Back to the Big Land Hunt: we just couldn’t find anything suitable in Florida in our price range. I suggested to my ever patient, understanding husband about venturing further North into southeast Georgia. The siren call of the red clay was still there, little did I know why.
After finding the maternal side of my birth family, we settled into the time consuming part of getting to know each other. That went over fairly well for
In the interim, we had moved to our current location in southeast Georgia, in the Spring of 1993. By that time the Internet for public use was coming into it’s own. For us country mice, it was dial-up and very slow, but it almost always worked. Communications where opened up between history researchers. FamilyTreeMaker software for home use premiered. Many Courthouses and Genealogists now had their public info on-line. All this made researching for the Financially Impaired so much easier. I took up the reins of research with the greatest of ease. To aid in the search I ordered the customary Marriage Licenses, Birth and Death Certificates, visited courthouses for documents with my family‘s name on it. Photographed cemetery tombstones hoping for connections. From one of the documents I had ordered I learn my grandmother, Bessie Moore, first wife of George Baxter McMahan and mother to my birth-mother, Marian Estelle "Mary" McMahan, was born in Axson (Atkinson County), Georgia before her parents moved to Florida during the first Great Depression. “Oh, my goodness”, I thought, “I’ll never find her parents, let alone her grandparents. She might as well have been a Smith!” Oh ye of little faith! I was worried over nothing. Thanks to Folks Huxford and his Pioneers of Wiregrass Georgia books, to whom many of us owe much, and his cursory research of the Moore Family in Clinch and surrounding countries, I made all kinds of connections. It was so exciting to find more of my blood kin. At that point I at least had a basic outline of Who's Who in part of my Family Tree. And the further I dug into the research, I was shocked because I had moved into an area where I must be related to a good three quarters of the population. I belonged here! I had truly moved HOME.

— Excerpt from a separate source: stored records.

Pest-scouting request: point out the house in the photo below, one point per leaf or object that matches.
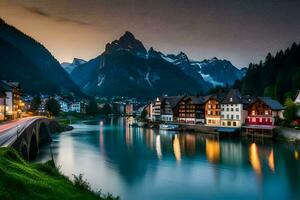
(297, 99)
(213, 109)
(128, 109)
(192, 109)
(232, 109)
(13, 103)
(148, 109)
(156, 109)
(118, 108)
(264, 111)
(2, 104)
(64, 105)
(170, 108)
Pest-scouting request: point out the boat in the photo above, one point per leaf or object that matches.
(168, 127)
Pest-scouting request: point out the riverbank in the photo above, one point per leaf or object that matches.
(277, 133)
(289, 134)
(20, 179)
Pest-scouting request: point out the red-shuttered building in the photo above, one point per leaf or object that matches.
(264, 111)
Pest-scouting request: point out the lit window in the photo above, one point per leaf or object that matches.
(266, 112)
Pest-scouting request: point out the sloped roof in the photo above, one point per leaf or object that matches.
(219, 96)
(232, 97)
(2, 94)
(273, 104)
(4, 86)
(173, 100)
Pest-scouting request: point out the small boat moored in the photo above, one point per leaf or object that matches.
(168, 127)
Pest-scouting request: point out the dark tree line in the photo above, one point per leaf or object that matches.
(277, 76)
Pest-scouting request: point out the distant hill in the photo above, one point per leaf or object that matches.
(69, 67)
(277, 76)
(25, 60)
(126, 68)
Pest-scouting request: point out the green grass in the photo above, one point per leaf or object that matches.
(22, 180)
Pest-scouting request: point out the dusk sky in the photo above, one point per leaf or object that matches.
(240, 31)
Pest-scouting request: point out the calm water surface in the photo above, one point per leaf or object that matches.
(137, 163)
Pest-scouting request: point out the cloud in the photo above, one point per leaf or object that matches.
(40, 12)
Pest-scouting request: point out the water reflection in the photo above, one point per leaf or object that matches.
(158, 147)
(254, 158)
(271, 161)
(212, 150)
(176, 148)
(138, 163)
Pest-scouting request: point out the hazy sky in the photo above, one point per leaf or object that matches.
(241, 31)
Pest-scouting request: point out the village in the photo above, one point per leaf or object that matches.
(14, 104)
(222, 112)
(216, 113)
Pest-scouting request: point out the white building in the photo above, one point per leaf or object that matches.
(297, 100)
(64, 106)
(232, 111)
(76, 107)
(156, 109)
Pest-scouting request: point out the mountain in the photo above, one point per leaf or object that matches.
(24, 60)
(278, 76)
(127, 63)
(127, 69)
(69, 67)
(214, 71)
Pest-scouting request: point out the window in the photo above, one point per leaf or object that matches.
(266, 112)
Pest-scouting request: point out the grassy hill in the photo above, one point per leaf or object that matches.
(21, 180)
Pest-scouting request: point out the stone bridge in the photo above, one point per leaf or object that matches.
(26, 135)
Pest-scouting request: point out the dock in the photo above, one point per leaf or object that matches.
(259, 131)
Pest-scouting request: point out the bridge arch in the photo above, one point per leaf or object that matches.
(24, 149)
(33, 148)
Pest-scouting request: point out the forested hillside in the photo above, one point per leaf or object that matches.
(277, 76)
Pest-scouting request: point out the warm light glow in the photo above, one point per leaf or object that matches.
(176, 148)
(158, 147)
(296, 155)
(271, 161)
(212, 150)
(254, 158)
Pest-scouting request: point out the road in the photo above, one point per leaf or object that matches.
(9, 131)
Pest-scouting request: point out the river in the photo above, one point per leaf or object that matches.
(141, 164)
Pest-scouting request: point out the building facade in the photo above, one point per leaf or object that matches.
(170, 108)
(129, 109)
(192, 110)
(264, 111)
(13, 104)
(297, 99)
(213, 110)
(232, 110)
(156, 109)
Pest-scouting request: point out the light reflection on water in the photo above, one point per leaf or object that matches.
(138, 163)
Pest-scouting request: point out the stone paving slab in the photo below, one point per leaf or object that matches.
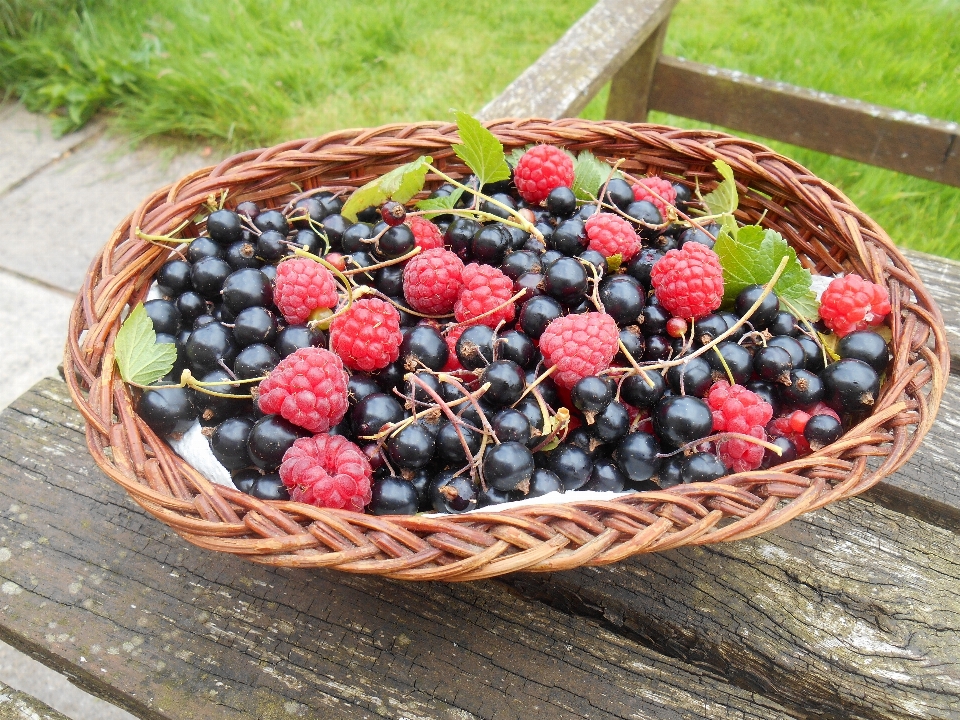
(27, 145)
(70, 208)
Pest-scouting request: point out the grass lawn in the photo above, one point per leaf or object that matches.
(247, 73)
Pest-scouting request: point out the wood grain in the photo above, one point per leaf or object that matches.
(894, 139)
(567, 76)
(97, 589)
(16, 705)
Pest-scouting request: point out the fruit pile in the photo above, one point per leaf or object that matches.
(546, 324)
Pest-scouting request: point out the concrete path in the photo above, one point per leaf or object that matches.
(60, 200)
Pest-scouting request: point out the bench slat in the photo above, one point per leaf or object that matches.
(567, 76)
(168, 630)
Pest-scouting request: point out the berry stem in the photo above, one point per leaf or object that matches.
(498, 308)
(524, 224)
(720, 437)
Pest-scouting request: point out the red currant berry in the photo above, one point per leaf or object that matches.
(676, 327)
(393, 213)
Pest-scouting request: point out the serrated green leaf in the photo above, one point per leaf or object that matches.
(589, 175)
(752, 257)
(440, 204)
(399, 184)
(724, 197)
(140, 358)
(480, 150)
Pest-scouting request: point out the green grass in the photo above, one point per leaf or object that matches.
(244, 72)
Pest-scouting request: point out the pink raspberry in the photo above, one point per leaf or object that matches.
(303, 286)
(648, 189)
(426, 234)
(689, 281)
(851, 303)
(579, 346)
(308, 388)
(736, 409)
(327, 471)
(367, 336)
(432, 281)
(791, 426)
(612, 235)
(540, 170)
(484, 288)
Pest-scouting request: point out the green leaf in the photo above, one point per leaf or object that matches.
(399, 184)
(480, 150)
(140, 358)
(724, 198)
(589, 175)
(447, 202)
(752, 257)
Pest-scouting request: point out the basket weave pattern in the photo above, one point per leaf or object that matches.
(829, 233)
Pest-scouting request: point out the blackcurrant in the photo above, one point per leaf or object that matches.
(254, 325)
(867, 346)
(424, 345)
(168, 411)
(269, 439)
(393, 495)
(850, 385)
(229, 442)
(507, 382)
(369, 415)
(412, 447)
(605, 477)
(474, 347)
(537, 313)
(637, 456)
(511, 425)
(679, 420)
(508, 466)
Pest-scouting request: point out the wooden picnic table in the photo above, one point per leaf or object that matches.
(851, 611)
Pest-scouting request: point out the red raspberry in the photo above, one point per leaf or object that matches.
(579, 345)
(851, 303)
(540, 170)
(645, 189)
(303, 286)
(367, 336)
(327, 471)
(308, 388)
(484, 288)
(612, 235)
(786, 426)
(432, 281)
(688, 281)
(427, 235)
(736, 409)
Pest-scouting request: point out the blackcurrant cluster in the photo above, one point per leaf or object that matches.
(496, 430)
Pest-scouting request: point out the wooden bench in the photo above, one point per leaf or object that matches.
(847, 612)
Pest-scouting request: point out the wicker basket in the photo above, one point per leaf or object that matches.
(828, 232)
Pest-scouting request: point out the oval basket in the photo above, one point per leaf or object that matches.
(829, 233)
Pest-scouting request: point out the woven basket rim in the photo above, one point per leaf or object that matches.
(535, 537)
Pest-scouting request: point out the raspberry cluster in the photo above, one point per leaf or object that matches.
(529, 337)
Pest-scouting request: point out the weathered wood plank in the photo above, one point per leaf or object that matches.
(94, 587)
(16, 705)
(567, 76)
(630, 87)
(895, 139)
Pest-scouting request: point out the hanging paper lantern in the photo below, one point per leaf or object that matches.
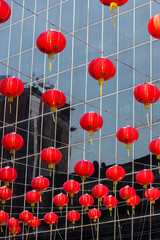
(115, 174)
(110, 202)
(154, 26)
(113, 4)
(86, 201)
(50, 218)
(144, 178)
(7, 175)
(32, 197)
(127, 135)
(100, 191)
(61, 200)
(73, 216)
(147, 94)
(50, 156)
(3, 218)
(127, 192)
(53, 99)
(5, 194)
(12, 142)
(91, 122)
(11, 87)
(134, 201)
(84, 169)
(34, 223)
(101, 69)
(71, 187)
(15, 230)
(94, 214)
(40, 184)
(51, 42)
(5, 11)
(25, 217)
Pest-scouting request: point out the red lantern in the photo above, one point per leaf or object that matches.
(134, 201)
(25, 217)
(91, 122)
(101, 69)
(127, 135)
(53, 99)
(94, 214)
(115, 174)
(147, 94)
(40, 184)
(86, 201)
(3, 218)
(11, 87)
(12, 223)
(84, 169)
(35, 222)
(61, 200)
(32, 197)
(50, 218)
(50, 156)
(51, 42)
(127, 192)
(5, 11)
(73, 216)
(5, 194)
(154, 26)
(110, 202)
(12, 142)
(7, 175)
(71, 187)
(114, 4)
(100, 191)
(145, 178)
(15, 230)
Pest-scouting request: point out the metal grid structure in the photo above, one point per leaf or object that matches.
(89, 34)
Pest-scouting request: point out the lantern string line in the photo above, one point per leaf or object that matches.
(72, 35)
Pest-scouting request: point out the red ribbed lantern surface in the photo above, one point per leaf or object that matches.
(34, 223)
(40, 184)
(15, 230)
(5, 194)
(91, 122)
(7, 175)
(94, 214)
(127, 192)
(5, 11)
(101, 69)
(144, 178)
(12, 142)
(84, 169)
(54, 99)
(86, 201)
(110, 202)
(11, 87)
(71, 187)
(61, 200)
(50, 156)
(115, 174)
(154, 26)
(25, 217)
(50, 218)
(100, 191)
(51, 42)
(73, 216)
(127, 135)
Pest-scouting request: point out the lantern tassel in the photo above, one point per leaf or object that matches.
(113, 25)
(147, 118)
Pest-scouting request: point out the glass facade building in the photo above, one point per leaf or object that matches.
(87, 26)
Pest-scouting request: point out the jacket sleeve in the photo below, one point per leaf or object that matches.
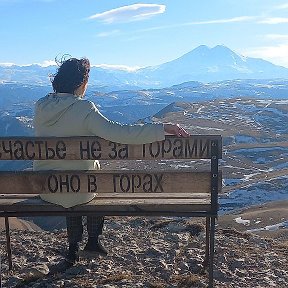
(99, 125)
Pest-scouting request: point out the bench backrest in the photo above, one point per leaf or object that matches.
(192, 180)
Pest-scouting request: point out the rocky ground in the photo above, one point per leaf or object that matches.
(152, 253)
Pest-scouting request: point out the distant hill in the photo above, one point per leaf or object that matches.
(202, 64)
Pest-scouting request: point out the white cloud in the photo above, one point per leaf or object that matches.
(118, 67)
(280, 37)
(282, 7)
(277, 54)
(204, 22)
(7, 64)
(129, 13)
(47, 63)
(274, 20)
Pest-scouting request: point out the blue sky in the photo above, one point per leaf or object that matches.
(137, 34)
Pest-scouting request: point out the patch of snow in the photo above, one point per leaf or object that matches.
(274, 227)
(239, 220)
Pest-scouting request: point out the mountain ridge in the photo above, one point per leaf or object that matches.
(201, 64)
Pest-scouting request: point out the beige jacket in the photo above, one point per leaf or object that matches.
(65, 115)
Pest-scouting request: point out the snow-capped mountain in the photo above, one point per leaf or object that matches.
(202, 64)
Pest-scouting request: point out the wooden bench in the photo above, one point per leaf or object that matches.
(192, 192)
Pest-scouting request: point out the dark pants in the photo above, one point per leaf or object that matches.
(75, 227)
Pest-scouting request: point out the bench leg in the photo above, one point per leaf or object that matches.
(8, 242)
(211, 250)
(207, 252)
(0, 271)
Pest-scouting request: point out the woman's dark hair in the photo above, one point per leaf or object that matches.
(71, 74)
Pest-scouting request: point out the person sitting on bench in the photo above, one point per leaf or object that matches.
(66, 113)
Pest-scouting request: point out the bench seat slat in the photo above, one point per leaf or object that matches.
(97, 181)
(113, 205)
(123, 195)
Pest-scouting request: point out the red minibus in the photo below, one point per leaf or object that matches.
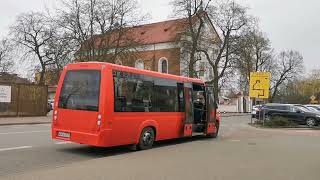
(103, 104)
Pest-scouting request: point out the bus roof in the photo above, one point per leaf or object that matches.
(138, 71)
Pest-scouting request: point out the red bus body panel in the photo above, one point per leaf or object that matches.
(116, 128)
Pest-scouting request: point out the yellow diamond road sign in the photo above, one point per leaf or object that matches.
(259, 85)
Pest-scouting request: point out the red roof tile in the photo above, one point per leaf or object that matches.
(153, 33)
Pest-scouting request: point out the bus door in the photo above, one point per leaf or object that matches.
(186, 105)
(210, 124)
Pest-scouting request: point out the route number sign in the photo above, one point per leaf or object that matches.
(259, 85)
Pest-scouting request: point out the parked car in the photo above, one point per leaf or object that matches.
(294, 113)
(313, 107)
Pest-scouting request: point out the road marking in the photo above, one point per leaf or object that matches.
(15, 148)
(24, 132)
(63, 142)
(235, 140)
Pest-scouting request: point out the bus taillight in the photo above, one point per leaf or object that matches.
(99, 120)
(55, 116)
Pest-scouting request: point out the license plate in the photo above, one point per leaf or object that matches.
(64, 134)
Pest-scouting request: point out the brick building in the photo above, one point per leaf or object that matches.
(156, 47)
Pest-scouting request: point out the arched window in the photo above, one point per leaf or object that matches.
(163, 65)
(139, 64)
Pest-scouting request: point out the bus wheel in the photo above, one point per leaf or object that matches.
(147, 138)
(214, 135)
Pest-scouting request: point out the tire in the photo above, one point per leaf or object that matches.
(214, 135)
(311, 122)
(267, 117)
(147, 138)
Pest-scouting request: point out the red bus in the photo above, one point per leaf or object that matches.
(103, 104)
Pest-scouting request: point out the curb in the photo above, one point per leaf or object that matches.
(23, 123)
(231, 115)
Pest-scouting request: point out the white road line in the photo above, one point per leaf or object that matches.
(63, 142)
(15, 148)
(24, 132)
(235, 140)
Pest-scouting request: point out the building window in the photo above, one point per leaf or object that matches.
(139, 64)
(163, 65)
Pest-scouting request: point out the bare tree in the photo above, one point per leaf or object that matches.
(254, 54)
(99, 27)
(194, 12)
(33, 32)
(289, 66)
(230, 18)
(6, 62)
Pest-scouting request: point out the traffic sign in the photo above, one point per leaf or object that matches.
(259, 85)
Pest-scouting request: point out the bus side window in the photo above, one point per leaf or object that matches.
(181, 100)
(133, 93)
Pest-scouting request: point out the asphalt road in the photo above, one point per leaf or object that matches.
(240, 152)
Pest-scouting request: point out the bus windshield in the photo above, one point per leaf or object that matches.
(80, 90)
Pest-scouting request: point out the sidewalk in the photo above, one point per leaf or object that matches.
(25, 120)
(233, 114)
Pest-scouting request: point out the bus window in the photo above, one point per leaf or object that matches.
(133, 92)
(166, 95)
(80, 90)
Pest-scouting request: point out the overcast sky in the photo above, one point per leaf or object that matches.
(290, 24)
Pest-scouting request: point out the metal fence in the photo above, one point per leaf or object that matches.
(26, 100)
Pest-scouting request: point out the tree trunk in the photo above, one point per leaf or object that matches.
(191, 65)
(41, 81)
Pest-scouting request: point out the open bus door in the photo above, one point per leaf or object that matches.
(186, 101)
(211, 111)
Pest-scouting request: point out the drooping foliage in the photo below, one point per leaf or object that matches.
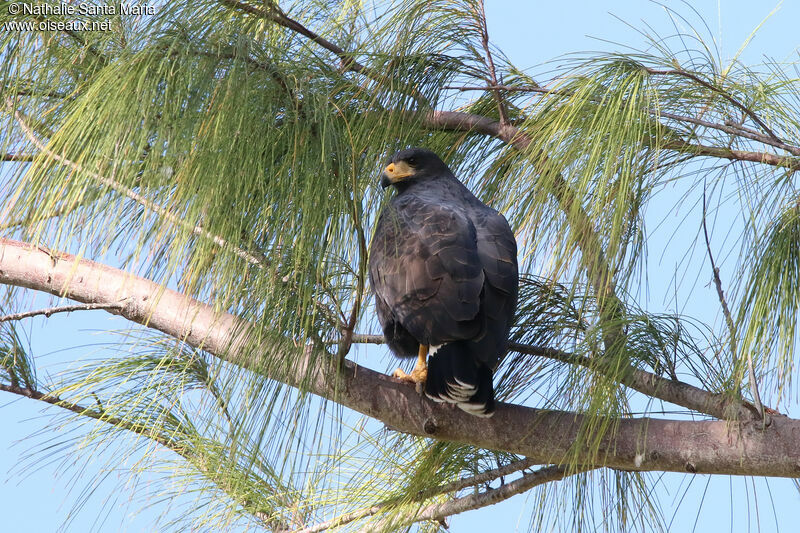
(231, 150)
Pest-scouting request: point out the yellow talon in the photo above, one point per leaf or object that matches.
(420, 372)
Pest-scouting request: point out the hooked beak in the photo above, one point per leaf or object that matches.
(395, 172)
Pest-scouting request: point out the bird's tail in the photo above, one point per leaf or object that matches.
(454, 376)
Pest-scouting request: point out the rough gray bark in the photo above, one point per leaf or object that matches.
(715, 447)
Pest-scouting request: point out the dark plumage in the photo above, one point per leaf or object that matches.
(443, 267)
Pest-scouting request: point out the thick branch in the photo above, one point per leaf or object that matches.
(61, 309)
(544, 436)
(437, 512)
(459, 484)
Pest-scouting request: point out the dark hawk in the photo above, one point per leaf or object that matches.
(443, 266)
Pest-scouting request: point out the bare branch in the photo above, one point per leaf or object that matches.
(273, 13)
(62, 309)
(501, 110)
(440, 511)
(729, 319)
(138, 198)
(791, 163)
(677, 392)
(729, 127)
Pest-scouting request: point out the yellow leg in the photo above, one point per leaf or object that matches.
(420, 372)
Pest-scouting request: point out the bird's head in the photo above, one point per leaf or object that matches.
(412, 165)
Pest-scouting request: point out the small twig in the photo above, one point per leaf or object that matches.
(729, 319)
(61, 309)
(766, 158)
(490, 62)
(459, 484)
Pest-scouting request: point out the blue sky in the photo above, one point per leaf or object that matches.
(529, 33)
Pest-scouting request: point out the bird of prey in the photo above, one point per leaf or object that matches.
(443, 267)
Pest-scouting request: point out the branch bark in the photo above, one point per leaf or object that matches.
(547, 437)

But even there, the story does not end. All the information I had gleaned up to that point was relatively easy compared to how I later found my birth-father from a woman whom was deceased, that I never met, that didn't tell her sisters nor was his name on any of my adoption documents. (I know because I had the records opened by court order.) That story is a novelette from which I will spare my readers. [smile]
The Lesson? Life can take a lot of twists and turns but when we trust Jesus, He will indeed take care of us "exceedingly and abundantly above all we can ask or think" [Ephesians 3:20-21]. He truly will carry us Home whatever that "home" is that we all need. Just be sure you enjoy curvy roads.